Recently I found myself at a my singers house, mapping drums for a new song using a Digital Audio Workstation, a MIDI enabled keyboard and drum kit VST plugins.
Given the cost and time involved in studio recording and the often just-better-than-average results produced, unless you have thousands up thousands to burn it’s no surprise people are going down the VSTi route as the drum sounds have become more natural sounding and comparatively, rather affordable.
The only drawback for many of us is that it can feel as though something is lacking when you are programming a part in this way, in particular from the production side and the niggling fact you haven’t “played” the part.
One answer is to plug in a sample pad such as Yamaha’s DTX M12 or Roland’s SPD-SX and to play on this. If you’re only recording drum parts into MIDI though, a full on sample pad with all the other functionality might be a little more than you require.
Bitmi looks to fill that gap, by slotting in as a percussive MIDI input device for recording drum parts.
The device itself is a an octagonal pad, not dissimilar to a standard practice pad. The body is wooden, and the rubber playing surface is nice to play on; not too bouncy but also not too soft or too hard on the hands. As for the longevity and resilience of the device, I’d need to play it for a lot longer but it feels pretty good so far.
It also turns out you can use the pad as a practice pad and plug it into an iOS device for sounds if you have the Apple Camera Connection kit (CCK) or the Lightning/USB3 adaptor, (which sadly I don’t).
When it comes to using it as a MIDI device it’s plug and play, stick it in and the DAW will instantly recognise the trigger so you can start mapping right away.
I had no issues at all in this regard and in fact, knowing how tricky some devices have been in the past with requiring drivers, changing settings and so on; it was nice to literally plug it in, hit it and see Ableton register the note.
I put the Bitmi through it’s paces playing different drum parts and then recording them, using a drum rack which had a selection of drum sounds on.
One really great feature of the Bitmi comes in the form of two buttons; one moves the MIDI note up one note and the other down one. This made it really easy to play for example a hi hat, record it, then drop down midi notes and record the other instruments such as the kick and snare with minimal hassle.

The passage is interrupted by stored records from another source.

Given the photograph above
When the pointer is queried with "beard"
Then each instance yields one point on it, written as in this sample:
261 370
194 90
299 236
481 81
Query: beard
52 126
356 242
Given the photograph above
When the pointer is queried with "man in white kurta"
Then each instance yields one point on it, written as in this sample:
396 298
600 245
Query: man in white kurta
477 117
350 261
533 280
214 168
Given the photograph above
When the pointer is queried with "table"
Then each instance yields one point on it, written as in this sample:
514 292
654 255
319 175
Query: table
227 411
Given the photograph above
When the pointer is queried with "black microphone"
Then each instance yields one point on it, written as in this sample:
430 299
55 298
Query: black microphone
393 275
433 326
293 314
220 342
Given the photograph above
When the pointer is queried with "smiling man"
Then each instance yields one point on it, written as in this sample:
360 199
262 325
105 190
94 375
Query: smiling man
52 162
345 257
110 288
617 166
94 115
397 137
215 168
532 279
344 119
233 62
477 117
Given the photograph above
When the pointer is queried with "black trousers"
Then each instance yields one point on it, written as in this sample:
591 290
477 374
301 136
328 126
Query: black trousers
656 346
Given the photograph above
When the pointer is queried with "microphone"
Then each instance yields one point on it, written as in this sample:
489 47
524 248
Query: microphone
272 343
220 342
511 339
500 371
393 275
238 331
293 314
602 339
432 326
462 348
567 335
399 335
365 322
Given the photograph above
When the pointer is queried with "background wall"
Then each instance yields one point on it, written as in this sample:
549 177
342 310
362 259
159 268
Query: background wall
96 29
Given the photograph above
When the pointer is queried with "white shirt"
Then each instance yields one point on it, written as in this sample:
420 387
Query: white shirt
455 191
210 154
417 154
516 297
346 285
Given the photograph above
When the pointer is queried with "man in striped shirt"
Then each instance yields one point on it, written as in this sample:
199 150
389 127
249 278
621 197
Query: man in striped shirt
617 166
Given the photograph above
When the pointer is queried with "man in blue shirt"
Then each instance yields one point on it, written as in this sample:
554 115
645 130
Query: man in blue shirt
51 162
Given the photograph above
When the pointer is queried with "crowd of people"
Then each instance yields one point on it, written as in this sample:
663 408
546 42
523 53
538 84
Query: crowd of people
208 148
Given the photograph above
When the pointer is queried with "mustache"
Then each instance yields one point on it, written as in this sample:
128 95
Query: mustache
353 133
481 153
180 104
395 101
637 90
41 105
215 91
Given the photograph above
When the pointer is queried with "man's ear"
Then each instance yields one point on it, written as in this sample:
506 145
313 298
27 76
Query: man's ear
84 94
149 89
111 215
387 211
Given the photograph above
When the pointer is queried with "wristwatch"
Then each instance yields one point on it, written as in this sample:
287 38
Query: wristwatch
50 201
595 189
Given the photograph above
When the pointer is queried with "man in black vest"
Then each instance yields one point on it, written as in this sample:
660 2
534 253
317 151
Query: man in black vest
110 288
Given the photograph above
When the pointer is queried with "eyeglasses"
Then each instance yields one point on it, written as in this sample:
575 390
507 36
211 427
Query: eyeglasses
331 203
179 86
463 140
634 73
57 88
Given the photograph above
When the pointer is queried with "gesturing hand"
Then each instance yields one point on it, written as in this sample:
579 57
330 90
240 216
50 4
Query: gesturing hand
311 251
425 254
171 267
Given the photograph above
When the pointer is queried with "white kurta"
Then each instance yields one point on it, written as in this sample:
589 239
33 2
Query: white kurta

The same is true for instrument plugins in other DAW’s, you can simply plug in and move the note from the pad up and down with a simple press of the buttons and select different instruments on the kit.
I was also impressed by the sensitivity of the pad. It allows for adjustment from the underside, although frankly I didn’t need to adjust it at all as it was picking up quieter notes with no problem. These notes are conveyed in terms of velocity in the DAW adding to that ability to get as live a feel as possible, from a MIDI drum sound.
Sometimes in life simplicity is key and this is a beautifully simple bit of kit!
You can buy the pad singularly or with accessories such as a waterproof bag and I believe having sneaked a peak at the website, in a selection of colours as well.
I’d also expect a lot of songwriters who programme electronic drums to like this too, simply because it does the one thing it’s required to do very well; convert real life drumming rhythms, into accurate MIDI mapped tracks but without over complicating it.